Singapore Airlines (SIA SP) - 3QFY17 disappoints
Cargo profit surge masks underlying weakness
- SIA’s 3QFY17 was below ours and consensus expectations. Yields were distinctively weak owing to intense competition and overcapacity. Costs were in order thanks to lower fuel hedging losses and productivity gains.
- The cargo unit surprised on the upside with the best performance in nine years.
- We keep our earnings forecast, HOLD call and TP of SGD of 9.70 (pegged to its long-term mean of 0.86x) unchanged pending the analyst briefing later today.
Hit by weak yields
- 3QFY17 core earnings was SGD265m (+11.3% YoY, +200% QoQ) was below ours and consensus expectation. The 9MFY17 core earnings of SGD457m (+6.3% YoY) make up 69% and 66% of ours and consensus full year FY17 forecast.
- 4QFY17 guidance is unenthusiastic and SIA is unlikely to meet with our forecast.
- Key pressure is rising competition on the long-haul market and customers increasingly becoming budget conscious.
Management taking further risk mitigation steps
- Management has hedged 33-39% of fuel needs up to 2022 at average prices ranging from USD53-59/bbl. This is a departure from its 18-months forward hedging strategy. Nonetheless, we applaud the management for taking this bold measure as it improves its cost visibility going forward.

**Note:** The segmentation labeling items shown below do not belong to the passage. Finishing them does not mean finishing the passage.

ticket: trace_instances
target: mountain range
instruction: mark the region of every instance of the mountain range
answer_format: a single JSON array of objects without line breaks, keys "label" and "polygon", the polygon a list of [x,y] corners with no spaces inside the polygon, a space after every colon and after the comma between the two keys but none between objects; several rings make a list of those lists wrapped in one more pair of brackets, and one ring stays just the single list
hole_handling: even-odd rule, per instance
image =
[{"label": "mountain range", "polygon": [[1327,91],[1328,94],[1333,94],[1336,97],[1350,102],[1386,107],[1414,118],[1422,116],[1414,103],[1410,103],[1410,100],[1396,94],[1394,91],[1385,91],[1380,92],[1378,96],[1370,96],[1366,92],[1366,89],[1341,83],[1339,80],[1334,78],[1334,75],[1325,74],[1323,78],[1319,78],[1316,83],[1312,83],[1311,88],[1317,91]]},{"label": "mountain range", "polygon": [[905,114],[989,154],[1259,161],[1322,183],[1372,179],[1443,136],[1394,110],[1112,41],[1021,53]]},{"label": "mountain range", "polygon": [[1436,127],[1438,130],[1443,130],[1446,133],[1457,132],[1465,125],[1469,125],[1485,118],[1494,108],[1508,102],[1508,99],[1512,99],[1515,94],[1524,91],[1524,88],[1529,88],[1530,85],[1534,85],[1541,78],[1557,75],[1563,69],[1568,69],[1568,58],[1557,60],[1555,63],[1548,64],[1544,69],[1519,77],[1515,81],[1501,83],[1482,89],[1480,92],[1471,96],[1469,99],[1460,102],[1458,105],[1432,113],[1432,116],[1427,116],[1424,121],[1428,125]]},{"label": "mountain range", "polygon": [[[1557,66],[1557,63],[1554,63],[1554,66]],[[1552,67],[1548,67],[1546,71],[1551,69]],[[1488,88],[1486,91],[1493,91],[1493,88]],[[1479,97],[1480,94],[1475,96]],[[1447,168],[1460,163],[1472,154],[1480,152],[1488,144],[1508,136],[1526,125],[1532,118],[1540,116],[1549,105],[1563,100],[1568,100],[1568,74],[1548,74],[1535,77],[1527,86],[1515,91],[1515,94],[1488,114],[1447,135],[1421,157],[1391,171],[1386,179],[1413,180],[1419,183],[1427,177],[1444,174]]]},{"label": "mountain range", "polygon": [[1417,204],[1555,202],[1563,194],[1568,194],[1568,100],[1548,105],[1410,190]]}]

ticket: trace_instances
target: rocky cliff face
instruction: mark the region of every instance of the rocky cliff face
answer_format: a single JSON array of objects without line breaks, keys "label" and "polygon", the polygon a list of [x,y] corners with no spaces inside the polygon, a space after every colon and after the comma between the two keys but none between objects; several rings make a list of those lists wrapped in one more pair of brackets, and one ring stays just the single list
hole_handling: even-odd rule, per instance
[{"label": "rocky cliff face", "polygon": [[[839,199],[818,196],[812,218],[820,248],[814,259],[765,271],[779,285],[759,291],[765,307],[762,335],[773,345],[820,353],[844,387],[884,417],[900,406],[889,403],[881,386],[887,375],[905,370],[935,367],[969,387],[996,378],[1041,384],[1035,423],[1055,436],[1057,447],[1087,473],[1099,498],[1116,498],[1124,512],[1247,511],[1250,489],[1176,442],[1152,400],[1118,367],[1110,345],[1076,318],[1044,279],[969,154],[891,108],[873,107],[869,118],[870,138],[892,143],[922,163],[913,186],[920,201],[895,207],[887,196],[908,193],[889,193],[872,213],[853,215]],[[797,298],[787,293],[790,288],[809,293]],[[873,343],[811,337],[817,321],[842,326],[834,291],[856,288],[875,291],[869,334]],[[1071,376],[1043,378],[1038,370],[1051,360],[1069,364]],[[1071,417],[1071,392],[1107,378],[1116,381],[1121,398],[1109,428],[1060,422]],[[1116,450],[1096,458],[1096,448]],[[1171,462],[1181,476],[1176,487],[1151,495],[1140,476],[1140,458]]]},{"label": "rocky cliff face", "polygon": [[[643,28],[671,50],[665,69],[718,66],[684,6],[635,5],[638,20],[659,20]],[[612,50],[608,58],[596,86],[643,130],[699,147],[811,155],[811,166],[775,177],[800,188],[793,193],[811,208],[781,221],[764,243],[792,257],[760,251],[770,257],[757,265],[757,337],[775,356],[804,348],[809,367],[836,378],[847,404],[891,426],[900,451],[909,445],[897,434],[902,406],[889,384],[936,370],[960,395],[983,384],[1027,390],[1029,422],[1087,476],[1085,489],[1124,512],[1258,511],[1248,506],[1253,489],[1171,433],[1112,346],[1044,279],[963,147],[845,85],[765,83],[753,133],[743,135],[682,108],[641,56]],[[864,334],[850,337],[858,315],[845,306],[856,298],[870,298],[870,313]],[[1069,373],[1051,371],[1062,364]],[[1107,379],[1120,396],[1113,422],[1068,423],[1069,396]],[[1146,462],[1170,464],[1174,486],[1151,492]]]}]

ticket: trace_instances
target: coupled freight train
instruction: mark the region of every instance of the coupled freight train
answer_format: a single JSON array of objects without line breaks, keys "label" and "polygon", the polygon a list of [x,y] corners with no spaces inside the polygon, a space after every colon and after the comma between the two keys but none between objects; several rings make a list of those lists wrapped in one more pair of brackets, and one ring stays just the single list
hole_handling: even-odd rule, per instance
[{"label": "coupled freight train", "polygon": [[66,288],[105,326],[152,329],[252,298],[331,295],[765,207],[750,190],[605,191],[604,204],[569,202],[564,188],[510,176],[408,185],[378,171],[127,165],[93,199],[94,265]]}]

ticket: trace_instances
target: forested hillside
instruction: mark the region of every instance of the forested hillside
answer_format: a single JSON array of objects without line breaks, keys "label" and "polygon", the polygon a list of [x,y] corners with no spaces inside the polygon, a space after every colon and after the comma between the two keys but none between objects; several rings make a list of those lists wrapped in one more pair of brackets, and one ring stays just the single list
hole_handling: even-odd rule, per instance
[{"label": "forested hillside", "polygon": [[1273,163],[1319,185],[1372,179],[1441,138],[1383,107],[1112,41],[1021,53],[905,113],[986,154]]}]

- There are other more attractive airlines SIA’s misfortunes are due to market overcrowding on its key markets. This is structural in nature and despite management’s best efforts; they don’t seem to have an answer for it. It is very likely that the current mid single-digit net profit margins and ROEs is what SIA could hope for in the future. That said, it’s best to avoid SIA for other airlines with superior financial returns.

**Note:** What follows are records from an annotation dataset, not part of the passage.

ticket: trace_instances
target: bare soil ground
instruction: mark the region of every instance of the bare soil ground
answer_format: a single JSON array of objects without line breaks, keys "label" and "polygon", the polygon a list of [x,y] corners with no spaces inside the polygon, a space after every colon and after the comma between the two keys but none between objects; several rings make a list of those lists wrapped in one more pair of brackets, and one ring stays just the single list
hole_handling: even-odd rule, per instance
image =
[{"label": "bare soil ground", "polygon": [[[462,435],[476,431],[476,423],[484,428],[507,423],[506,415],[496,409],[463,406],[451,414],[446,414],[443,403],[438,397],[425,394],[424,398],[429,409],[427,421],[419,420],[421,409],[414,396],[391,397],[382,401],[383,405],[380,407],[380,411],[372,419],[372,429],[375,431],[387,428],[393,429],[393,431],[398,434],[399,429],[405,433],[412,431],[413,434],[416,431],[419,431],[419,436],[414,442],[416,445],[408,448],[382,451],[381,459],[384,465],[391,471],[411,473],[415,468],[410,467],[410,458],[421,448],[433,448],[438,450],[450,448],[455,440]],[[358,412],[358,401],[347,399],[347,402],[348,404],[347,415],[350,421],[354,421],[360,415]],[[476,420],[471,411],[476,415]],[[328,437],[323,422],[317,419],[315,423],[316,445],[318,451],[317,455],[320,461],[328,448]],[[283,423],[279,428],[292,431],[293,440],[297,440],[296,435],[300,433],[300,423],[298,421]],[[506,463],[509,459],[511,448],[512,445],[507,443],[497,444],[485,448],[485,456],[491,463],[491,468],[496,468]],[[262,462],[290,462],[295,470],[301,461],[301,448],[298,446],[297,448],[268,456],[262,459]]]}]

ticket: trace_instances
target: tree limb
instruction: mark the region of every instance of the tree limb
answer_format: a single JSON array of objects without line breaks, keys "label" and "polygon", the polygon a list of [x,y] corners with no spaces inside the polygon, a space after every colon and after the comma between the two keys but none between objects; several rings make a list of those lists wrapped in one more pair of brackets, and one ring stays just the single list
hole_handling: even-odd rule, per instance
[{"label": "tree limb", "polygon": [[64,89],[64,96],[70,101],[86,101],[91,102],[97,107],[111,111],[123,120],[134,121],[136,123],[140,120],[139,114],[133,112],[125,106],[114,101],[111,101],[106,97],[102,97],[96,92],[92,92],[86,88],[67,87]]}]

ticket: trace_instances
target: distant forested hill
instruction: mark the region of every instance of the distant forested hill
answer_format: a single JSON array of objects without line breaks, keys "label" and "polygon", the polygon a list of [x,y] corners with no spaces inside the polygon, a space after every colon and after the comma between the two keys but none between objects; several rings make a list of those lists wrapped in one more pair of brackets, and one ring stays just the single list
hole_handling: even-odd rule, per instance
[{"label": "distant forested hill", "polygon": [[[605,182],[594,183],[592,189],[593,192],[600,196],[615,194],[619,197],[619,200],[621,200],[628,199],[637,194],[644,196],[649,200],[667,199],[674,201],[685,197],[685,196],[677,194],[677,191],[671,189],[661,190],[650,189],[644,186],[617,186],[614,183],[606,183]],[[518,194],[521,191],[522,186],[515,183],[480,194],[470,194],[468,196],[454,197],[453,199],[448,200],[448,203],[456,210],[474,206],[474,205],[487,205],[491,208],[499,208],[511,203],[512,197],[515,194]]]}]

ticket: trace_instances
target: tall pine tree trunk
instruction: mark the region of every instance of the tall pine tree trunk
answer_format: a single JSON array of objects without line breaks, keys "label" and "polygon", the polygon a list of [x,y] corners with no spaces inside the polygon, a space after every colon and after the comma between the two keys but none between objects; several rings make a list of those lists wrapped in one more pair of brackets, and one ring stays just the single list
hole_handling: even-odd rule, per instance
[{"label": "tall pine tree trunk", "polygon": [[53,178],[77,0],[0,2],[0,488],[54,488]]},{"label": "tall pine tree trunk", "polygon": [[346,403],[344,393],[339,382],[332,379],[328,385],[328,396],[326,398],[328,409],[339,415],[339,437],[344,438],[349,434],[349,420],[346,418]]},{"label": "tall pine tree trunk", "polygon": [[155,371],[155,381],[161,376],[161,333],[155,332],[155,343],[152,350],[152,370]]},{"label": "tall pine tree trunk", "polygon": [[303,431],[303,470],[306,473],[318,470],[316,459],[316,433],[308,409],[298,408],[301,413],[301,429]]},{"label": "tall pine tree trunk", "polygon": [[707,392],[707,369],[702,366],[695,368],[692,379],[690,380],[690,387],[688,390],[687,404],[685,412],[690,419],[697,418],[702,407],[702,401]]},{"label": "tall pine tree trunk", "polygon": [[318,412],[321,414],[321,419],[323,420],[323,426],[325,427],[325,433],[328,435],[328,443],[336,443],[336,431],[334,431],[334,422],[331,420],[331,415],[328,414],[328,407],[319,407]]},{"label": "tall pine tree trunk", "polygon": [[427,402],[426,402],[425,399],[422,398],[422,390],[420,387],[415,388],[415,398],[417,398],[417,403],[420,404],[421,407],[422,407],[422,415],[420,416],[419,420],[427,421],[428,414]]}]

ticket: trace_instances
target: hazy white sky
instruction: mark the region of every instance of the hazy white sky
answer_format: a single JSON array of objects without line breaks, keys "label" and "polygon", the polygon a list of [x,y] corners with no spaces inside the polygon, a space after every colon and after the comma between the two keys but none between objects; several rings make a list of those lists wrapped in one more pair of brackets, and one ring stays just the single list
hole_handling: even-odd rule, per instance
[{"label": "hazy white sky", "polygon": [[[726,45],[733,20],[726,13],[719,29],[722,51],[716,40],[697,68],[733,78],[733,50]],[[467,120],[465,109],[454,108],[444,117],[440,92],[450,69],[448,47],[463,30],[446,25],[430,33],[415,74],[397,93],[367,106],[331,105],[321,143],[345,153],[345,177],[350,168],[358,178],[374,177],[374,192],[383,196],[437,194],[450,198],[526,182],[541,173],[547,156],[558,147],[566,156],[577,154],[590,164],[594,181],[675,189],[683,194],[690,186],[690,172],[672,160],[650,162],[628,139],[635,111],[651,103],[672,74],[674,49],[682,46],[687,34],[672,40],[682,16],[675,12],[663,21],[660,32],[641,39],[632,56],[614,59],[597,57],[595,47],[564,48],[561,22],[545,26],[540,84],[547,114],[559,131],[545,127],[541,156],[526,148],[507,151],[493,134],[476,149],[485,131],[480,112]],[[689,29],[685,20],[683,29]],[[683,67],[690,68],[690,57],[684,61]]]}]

- Yield is the most important earnings driver, and the trend has been negative for the past three years.
- Low fuel price is providing significant cost reduction and bottom line boost.
- Strong demand and supply scarcity in the region should drive up loads and yields in the medium term.
- Tigerair acquisition is costly and the market is keen to see how it extracts value to the Group.
- FX volatility of SGD against destination countries and the USD will have an adverse effect on yields.
- Increased competitive pressure from the Middle Eastern carriers and also from regional peers who have upgraded their fleets and services.